En dépit des avertissements d’Israël, l’Espagne, l’Irlande et la Norvège ont décidé de reconnaître l’État palestinien, une démarche conjointe qui suscite des réactions vives.

Mercredi 22 mai, les gouvernements d’Espagne, d’Irlande et de Norvège ont annoncé leur décision de reconnaître un État palestinien. Cette déclaration conjointe intervient après la visite du Premier ministre espagnol, Pedro Sánchez, à Oslo et Dublin en avril, où les trois chefs de gouvernement ont exprimé leur volonté de reconnaître la Palestine « en étroite coordination », selon Jonas Gahr Støre, le dirigeant norvégien.

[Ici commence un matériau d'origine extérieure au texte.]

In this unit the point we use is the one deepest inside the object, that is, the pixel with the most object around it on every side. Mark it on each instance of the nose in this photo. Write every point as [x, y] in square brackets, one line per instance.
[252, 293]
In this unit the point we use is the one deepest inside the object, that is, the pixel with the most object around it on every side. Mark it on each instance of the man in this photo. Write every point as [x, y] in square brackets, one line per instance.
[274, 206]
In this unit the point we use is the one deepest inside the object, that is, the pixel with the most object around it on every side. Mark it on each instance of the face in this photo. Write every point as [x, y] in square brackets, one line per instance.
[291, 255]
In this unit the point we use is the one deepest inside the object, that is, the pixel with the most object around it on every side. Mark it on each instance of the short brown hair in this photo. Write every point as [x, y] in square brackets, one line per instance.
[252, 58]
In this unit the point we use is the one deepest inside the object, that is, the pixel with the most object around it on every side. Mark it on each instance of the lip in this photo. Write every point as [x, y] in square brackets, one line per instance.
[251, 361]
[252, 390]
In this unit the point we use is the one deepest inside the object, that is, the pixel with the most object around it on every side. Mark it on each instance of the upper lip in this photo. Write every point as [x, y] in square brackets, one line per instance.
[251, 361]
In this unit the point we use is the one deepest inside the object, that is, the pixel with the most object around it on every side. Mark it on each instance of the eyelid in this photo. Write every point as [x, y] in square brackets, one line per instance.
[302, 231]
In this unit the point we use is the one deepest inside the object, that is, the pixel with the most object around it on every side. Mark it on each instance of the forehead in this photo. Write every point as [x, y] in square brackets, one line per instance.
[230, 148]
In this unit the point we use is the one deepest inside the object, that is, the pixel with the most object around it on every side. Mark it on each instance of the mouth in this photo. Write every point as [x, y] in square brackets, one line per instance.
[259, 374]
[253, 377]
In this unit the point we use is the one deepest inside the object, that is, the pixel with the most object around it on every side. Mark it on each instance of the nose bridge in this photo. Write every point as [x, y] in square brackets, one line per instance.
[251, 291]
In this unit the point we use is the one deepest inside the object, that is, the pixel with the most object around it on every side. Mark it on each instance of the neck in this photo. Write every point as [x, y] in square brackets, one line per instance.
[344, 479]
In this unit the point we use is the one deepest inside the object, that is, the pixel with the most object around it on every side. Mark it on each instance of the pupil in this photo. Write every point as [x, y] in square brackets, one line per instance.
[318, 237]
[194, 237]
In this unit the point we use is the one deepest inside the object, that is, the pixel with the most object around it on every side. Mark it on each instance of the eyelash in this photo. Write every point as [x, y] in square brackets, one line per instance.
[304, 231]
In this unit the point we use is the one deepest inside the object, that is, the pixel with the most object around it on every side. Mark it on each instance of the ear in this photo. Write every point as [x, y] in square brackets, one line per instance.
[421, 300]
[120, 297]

« Aujourd’hui, l’Irlande, la Norvège et l’Espagne annoncent que nous reconnaissons l’État de Palestine », a déclaré Simon Harris, le Premier ministre irlandais, qualifiant ce jour d' »historique et important pour l’Irlande et pour la Palestine ». Jonas Gahr Støre a précisé que cette reconnaissance deviendra effective le 28 mai et a lancé un « appel fort » à d’autres pays pour qu’ils emboîtent le pas. Selon l’Autorité palestinienne, 142 des 193 États membres de l’ONU reconnaissent désormais l’État palestinien.

Le Premier ministre espagnol, Pedro Sánchez, a justifié cette décision en accusant Benyamin Nétanyahou de mettre « en danger » la solution à deux États avec sa politique de « douleur et de destruction » à Gaza.

En réponse, le ministère israélien des Affaires étrangères, dirigé par Israël Katz, a annoncé le rappel « pour consultations » de ses ambassadeurs en Irlande et en Norvège. « Aujourd’hui, j’envoie un message clair à l’Irlande et à la Norvège : Israël ne restera pas silencieux sur cette question », a déclaré Katz. Il a dénoncé cette reconnaissance comme un message selon lequel « le terrorisme paie », accusant ces pays de récompenser le Hamas et l’Iran après les attaques contre les Juifs le 7 octobre.

Katz a qualifié cette démarche de « tordue », affirmant qu’elle portait « atteinte au droit d’Israël à l’autodéfense » et constituait une « injustice envers la mémoire des victimes du 7 octobre ».